Cochrane synthesis on calcium supplementation in pregnancy to prevent pre-eclampsia and related hypertensive disorders, the most-clinically-established calcium supplementation use, particularly in low-baseline-intake populations where WHO guidelines actively recommend supplementation.
View on PubMedHighly influential JAMA meta-analysis that critically assessed the bone and fracture benefit of calcium and vitamin D supplementation in community-dwelling older adults. Prompted reconsideration of clinical guidelines and shifted the field toward a more nuanced framing of who actually benefits from supplementation.
View on PubMedComprehensive meta-analysis evaluating combined calcium and vitamin D for fracture prevention, providing the modern reference for the longest-running and most-asked calcium supplementation question.
View on PubMed
Limitations
What this page doesn't answer
Where the public summary stops and the personalized report begins.
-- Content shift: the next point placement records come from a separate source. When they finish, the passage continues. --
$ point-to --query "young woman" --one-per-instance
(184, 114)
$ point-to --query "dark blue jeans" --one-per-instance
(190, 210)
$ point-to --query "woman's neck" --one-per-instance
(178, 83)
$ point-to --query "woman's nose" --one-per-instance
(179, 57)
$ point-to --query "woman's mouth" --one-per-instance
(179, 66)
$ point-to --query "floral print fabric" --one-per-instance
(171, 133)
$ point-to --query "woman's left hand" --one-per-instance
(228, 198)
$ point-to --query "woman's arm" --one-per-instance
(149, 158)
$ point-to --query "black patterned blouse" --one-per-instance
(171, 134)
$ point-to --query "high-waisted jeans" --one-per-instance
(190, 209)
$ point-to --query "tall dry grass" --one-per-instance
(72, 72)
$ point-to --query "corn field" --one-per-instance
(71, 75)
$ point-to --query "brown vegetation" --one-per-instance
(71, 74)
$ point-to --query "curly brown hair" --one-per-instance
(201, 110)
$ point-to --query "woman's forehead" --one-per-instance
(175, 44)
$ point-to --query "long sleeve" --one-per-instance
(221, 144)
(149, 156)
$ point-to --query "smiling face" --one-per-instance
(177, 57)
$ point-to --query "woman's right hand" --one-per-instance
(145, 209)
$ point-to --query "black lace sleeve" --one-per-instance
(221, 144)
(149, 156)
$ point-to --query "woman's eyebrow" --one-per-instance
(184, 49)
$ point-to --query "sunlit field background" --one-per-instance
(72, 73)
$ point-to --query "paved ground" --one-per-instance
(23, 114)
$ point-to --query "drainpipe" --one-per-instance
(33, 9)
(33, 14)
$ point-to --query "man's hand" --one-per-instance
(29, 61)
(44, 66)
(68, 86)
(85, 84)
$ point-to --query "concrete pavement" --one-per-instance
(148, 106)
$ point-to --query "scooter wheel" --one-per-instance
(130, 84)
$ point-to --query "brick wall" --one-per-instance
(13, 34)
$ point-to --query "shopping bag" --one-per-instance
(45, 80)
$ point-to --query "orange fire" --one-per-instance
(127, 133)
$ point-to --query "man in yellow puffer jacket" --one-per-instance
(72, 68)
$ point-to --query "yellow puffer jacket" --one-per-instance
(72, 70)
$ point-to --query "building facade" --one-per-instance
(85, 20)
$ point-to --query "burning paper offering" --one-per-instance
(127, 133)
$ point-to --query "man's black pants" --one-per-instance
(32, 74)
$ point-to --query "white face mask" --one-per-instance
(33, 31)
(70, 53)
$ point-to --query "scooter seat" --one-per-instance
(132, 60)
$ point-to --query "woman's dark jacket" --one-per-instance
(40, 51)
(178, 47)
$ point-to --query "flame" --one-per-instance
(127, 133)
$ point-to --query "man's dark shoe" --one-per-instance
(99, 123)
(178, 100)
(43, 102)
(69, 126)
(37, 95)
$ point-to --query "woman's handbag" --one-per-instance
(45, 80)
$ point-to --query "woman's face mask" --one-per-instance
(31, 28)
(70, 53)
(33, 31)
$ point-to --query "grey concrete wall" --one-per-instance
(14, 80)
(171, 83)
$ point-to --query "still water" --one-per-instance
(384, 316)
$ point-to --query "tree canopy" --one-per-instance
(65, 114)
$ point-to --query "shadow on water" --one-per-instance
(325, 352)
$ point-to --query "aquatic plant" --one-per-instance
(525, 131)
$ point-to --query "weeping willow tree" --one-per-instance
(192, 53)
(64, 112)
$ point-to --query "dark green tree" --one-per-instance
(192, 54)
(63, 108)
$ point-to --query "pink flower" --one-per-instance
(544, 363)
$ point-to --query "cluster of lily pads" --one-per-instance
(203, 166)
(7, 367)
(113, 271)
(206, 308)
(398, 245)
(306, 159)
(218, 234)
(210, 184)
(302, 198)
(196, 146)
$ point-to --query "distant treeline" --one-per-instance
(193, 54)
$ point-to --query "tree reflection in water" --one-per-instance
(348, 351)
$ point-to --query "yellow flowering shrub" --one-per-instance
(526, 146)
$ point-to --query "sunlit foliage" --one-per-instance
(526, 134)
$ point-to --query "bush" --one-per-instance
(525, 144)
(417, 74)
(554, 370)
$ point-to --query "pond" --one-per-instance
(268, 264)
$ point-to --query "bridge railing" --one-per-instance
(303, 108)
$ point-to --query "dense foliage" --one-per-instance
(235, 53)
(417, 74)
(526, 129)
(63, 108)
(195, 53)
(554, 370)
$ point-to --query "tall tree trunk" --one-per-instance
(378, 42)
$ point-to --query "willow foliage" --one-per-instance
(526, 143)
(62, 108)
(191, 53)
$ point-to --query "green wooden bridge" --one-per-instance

This page summarizes the calcium literature at a general level. It does not address whether your dietary intake already meets your needs (most adults can meet calcium needs through dairy, fortified foods, leafy greens, and small bone-in fish), what form is right for your situation (which depends on whether you take acid-reducing medications and your meal timing), what dose to use given your age and life stage, or how calcium interacts with your medications and other supplements. The cardiovascular-safety question for high-dose supplemental calcium remains unresolved, which is one of the reasons clinical guidance has shifted toward preferring food sources when possible.